Low Sunday 8 Apr 2018 Sermon


Low Sunday 8.4.18 Body and Soul

The greatest thing that can happen to us is to be forgiven of our sins.

Forgiveness brings life to our souls. We each have a body and a soul. They can both be alive, both be dead, or one alive and the other dead.

The body being alive means your heart is still beating etc.

The soul being alive means you are in a state of grace. (The soul is what sort of a person we are.) If you had to choose between them, it is the soul that really counts.

This is not widely understood. People are usually more worried about their bodies than their souls. Emergency departments are full, churches empty.

‘I came that they might have life, and have it to the full’ Our Lord says (Jn 10,10). He means both bodily and spiritual life, envisaging the glorious resurrection of the body. But first we have to do something about those sins.

Sins kill us (mortal), or wound us (venial). We can come back to life, or full health, and this is better than even physical healing.

This is our message as the Church to the world: Come back to God, or come for the first time.
He will forgive you and you will know true life.

He will put his life in you, and you will have the vitality of someone who is truly alive.

Your body may be old and weak through illness. You may not feel any better physically for being forgiven but you have attained the highest level of life.

He will always grant mercy to the sincere penitent, even if we have committed the same sin many times before.

We can grow in our contrition, and we can reach a point where we may have confessed a hundred times before, with greater or less degrees of conviction, but this time we really mean it! Our sins can be less than one year, or five years ago. Less of them, less serious.

We can go only so far with our own willpower or thought processes. Some things are deeply engrained in us, and we cannot deal with them by our own efforts, or just by wishing them gone.

For more stubborn sins, encrusted on our soul, we need the grace of God to blast them away.

These sins impede our progress. They tie us to the earth when we want to soar aloft.

He will do all this if we ask for it, which we do in every Mass, Confession, Rosary, Divine Mercy chaplet, and many other prayers and devotions

If we are dead His mercy brings us to life. If we are alive we become more so. And we pray to go further and further into life.

What if we have no sin? Some people claim that status. It is highly unlikely, but even if it we could be so, we still need to pray to stay in a state of grace; and always we must pray for other people.

The Divine Mercy devotion activates our sense of hope and urgency.

It is urgent because there is so much sin around. It is hopeful because we know the power of God's mercy to work wonders.

We are trying to bring dead people back to life (spiritual), and that is no small matter.

Praying for others is limited insofar as each person has a sovereign will, and can resist or reject any graces directed towards it.

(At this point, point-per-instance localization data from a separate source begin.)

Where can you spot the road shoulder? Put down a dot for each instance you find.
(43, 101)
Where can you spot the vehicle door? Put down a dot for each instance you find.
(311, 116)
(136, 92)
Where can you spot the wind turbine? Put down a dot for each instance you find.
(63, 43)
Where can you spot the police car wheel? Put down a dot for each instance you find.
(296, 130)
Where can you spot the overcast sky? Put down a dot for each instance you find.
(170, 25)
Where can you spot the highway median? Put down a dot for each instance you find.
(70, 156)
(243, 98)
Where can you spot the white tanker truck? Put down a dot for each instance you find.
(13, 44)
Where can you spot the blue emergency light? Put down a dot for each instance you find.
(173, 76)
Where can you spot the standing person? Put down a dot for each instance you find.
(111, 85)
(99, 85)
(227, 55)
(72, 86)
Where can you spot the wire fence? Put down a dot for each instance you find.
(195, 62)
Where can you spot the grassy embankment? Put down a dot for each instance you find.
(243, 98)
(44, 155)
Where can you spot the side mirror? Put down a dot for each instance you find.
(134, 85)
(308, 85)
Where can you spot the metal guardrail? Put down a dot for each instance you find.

However, as we see, many people do convert as a result of the prayer of others, so we press on with renewed enthusiasm.

We are trying to create an atmosphere favourable to true conversion, as in Fatima and similar places. We are not just trying to catch this or that fish, but the whole sea!

Whose sins you forgive, they are forgiven (Jn 20,23)

May almighty God have mercy on us, forgive us our sins, and bring us to everlasting life.